Clearly being away from the office and spending time with the children is a total joy as a WoMo. A whole week, day in day out in their company is a truly lovely idea when I spend my life working full time. Conversations with my big girls that are typically cut short when someone needs to get out of the front door at home are finished, extended and good banter filled the air. Although the idea of a self catering ‘holiday’ for a week and the reality are in fact two different things.
The emotional and mental burden of planning a staycation 3 hours from home is pretty mega. The build up, the planning, the car loading, the list making and the coordination with all the other people is in fact exhausting. By the time you arrive you have had one hell of a day! And if you are travelling with toddlers, that car journey will have been all the more special. For me I just had one 3 year old in the car and two teens, so at least just 1 out of 3 asked me incessantly ‘are we nearly there yet?’ interjected with the odd moment of ‘I need a wee’ and then lets not forget, ‘I’m bored’.
We spotted 28 yellow cars, 6 tractors, 3 fields of cows (there was a debate about how many cows were in each field but that’s another story), 14 blue big trucks and 3 windmills. The excitement about spotting windmill number 3 was the best! It was our home for a week.
Cue arrival, car unpacking fest and the customary exploration of the windmill to define who would be sleeping where. By then it was wine time for me, and other family members started arriving. Making dinner for the masses was a major event but to be fair, my family are brilliant at mucking in. We all help, we all support each other and there are no passengers.

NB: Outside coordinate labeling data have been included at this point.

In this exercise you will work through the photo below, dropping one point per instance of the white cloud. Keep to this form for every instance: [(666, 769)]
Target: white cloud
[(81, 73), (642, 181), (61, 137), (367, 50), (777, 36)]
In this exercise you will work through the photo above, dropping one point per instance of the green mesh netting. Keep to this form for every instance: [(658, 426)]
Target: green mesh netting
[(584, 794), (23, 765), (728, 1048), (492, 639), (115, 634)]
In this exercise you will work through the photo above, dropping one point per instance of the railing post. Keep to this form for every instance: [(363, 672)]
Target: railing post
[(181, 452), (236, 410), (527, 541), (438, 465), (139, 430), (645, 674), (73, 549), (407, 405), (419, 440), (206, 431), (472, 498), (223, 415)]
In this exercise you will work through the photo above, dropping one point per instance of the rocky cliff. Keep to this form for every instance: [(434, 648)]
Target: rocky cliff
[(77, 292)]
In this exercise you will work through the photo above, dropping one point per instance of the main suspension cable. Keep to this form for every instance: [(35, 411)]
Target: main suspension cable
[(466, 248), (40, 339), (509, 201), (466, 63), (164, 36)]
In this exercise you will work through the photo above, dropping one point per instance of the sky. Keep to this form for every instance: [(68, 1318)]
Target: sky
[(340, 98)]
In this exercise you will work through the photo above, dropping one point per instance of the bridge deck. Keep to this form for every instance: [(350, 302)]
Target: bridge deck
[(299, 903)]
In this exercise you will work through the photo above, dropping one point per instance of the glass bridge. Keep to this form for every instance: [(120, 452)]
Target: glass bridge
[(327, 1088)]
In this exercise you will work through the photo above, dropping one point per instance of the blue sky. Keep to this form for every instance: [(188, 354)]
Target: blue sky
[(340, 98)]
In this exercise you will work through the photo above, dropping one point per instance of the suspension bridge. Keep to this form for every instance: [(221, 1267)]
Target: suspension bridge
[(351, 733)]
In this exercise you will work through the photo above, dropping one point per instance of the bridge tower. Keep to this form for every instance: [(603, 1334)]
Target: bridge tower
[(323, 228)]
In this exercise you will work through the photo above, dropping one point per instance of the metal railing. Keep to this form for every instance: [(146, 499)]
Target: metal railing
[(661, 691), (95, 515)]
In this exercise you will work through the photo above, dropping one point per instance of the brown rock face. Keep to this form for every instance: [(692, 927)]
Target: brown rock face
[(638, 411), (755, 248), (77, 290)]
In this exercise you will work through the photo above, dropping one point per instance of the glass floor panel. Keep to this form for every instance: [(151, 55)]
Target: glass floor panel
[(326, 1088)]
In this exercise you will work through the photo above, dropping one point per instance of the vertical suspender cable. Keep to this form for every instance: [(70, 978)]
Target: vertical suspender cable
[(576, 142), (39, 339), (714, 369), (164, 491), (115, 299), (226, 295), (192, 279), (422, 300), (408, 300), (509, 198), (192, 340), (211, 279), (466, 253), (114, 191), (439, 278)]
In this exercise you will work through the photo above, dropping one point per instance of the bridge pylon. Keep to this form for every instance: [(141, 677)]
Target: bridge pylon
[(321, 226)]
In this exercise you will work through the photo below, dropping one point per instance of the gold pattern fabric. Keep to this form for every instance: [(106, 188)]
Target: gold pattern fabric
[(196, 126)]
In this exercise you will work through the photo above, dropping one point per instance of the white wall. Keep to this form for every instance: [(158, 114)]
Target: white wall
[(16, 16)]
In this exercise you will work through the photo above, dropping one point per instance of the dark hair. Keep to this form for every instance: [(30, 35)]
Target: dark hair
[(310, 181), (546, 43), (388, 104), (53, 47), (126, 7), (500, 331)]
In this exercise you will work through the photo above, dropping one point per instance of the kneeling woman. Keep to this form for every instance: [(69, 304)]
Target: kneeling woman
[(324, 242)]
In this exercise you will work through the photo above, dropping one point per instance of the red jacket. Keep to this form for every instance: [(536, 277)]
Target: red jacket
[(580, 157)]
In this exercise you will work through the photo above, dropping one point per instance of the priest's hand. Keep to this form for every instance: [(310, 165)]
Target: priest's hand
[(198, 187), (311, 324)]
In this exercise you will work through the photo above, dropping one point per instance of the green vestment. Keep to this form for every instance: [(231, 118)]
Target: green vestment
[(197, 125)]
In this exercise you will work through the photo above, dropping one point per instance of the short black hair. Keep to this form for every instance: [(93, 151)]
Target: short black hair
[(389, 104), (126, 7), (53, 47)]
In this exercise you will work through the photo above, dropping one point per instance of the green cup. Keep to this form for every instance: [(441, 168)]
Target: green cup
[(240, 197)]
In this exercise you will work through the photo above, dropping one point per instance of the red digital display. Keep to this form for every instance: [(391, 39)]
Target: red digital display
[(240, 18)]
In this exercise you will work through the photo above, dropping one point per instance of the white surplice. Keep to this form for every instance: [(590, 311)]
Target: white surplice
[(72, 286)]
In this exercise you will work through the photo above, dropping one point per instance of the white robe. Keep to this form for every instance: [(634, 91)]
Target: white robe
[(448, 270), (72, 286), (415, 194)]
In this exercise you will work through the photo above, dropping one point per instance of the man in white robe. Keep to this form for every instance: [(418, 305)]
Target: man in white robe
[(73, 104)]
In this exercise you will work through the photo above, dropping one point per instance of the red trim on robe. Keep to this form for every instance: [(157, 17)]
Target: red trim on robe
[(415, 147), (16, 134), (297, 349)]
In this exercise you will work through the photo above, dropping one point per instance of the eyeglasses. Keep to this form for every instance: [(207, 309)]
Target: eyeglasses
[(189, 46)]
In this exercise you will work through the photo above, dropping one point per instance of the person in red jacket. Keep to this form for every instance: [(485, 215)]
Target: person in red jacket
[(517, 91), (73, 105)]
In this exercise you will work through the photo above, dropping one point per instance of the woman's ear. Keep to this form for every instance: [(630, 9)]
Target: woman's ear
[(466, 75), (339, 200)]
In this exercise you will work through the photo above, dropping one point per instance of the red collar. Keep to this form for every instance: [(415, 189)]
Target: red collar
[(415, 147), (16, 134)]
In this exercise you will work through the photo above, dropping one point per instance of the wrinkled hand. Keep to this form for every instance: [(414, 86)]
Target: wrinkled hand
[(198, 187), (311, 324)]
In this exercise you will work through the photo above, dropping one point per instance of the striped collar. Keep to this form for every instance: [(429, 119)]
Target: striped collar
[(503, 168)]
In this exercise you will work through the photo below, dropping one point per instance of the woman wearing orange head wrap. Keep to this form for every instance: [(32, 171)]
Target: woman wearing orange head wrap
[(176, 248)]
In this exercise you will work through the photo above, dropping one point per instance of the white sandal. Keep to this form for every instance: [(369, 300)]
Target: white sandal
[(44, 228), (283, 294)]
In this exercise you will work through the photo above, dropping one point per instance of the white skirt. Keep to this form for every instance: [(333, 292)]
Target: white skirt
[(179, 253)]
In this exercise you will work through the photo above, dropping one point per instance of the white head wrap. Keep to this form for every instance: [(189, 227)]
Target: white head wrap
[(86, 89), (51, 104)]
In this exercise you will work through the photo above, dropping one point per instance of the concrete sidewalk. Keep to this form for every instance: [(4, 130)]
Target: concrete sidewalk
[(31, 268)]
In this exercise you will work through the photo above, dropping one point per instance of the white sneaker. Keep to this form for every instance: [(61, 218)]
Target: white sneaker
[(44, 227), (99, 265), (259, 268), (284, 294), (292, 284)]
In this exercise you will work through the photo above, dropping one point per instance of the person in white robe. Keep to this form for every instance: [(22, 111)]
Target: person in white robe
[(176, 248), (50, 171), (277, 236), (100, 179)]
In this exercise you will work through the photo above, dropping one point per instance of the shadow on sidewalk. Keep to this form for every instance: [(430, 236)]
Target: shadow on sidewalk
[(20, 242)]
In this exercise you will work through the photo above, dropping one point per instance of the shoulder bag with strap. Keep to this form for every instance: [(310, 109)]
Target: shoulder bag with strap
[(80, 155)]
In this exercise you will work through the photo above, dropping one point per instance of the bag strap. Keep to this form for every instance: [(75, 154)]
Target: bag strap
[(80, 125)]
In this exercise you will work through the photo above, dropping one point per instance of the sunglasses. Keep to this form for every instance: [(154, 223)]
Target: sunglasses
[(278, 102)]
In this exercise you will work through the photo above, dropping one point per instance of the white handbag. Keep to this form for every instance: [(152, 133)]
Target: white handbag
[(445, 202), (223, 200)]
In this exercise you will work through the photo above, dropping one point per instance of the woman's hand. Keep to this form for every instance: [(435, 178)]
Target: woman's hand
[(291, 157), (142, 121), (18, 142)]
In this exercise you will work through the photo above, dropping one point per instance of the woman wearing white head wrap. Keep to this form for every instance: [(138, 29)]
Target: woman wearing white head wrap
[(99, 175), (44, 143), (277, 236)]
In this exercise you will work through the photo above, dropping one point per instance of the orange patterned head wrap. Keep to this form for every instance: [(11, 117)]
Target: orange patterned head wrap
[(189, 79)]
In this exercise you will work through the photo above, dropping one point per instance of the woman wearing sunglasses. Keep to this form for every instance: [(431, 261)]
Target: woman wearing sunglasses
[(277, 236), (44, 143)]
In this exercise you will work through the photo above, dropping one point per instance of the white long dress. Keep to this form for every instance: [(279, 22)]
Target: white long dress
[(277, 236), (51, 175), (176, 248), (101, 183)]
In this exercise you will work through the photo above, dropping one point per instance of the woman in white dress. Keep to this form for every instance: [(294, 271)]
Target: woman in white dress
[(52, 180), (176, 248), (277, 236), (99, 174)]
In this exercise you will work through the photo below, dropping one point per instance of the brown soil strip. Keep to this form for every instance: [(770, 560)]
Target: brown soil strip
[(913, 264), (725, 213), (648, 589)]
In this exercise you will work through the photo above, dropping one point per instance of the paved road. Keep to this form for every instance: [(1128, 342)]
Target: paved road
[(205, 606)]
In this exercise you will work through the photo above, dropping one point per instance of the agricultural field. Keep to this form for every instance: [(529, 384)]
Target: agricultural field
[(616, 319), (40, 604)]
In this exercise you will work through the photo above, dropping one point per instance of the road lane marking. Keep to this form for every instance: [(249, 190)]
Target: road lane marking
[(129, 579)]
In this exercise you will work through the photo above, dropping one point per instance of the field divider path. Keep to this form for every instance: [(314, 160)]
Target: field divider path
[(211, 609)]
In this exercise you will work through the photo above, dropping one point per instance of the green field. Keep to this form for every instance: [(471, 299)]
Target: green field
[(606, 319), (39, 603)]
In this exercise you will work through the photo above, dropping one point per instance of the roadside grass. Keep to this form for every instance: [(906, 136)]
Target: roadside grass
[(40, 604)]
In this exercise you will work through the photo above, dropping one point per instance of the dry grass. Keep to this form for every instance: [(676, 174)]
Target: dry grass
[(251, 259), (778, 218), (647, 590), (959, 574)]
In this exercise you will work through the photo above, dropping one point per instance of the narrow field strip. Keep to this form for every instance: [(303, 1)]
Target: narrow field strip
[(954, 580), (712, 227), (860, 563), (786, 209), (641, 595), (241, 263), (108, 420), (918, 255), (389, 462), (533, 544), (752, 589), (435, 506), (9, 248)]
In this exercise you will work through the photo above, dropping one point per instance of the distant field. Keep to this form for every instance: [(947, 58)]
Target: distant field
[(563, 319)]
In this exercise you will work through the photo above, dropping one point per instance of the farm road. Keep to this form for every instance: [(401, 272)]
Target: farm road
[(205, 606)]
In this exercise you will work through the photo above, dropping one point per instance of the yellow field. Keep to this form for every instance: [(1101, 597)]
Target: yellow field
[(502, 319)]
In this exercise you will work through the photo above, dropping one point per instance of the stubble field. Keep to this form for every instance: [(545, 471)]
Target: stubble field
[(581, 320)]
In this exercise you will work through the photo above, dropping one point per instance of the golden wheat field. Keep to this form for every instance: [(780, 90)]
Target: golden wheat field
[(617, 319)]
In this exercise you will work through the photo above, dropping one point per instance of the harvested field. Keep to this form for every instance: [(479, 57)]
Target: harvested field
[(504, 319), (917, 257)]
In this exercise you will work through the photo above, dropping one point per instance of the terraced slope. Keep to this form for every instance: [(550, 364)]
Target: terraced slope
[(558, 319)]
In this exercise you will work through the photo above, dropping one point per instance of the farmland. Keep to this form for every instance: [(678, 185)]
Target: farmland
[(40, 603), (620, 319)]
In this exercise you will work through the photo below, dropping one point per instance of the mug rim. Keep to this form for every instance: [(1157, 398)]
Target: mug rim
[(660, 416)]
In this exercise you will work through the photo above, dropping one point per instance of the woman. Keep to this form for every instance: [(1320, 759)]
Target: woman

I actually enjoy cooking for a ton of people, so much so that at home even when cooking for 3 kids I seem to cater for 6, so the meal prep was enjoyable. The part I think I came home fully aware of, was the mental load. The constant ON in my mind of whether we had enough bread, enough milk, what was the next meal, what was the plan for the afternoon and when were the tide times. Add in sharing a room with my 3 year old who sleep talks far more than I had ever realised, and I drove home at the end of the week exhausted.
I fell in to bed the night I got home and collapsed. I almost wanted to cry with the joy of the good week we had all enjoyed, the fun I had had with the children and the successful holiday I felt we all accomplished. But I have to caveat this with the thought of going back to work without having sat still for 7 days was overwhelming.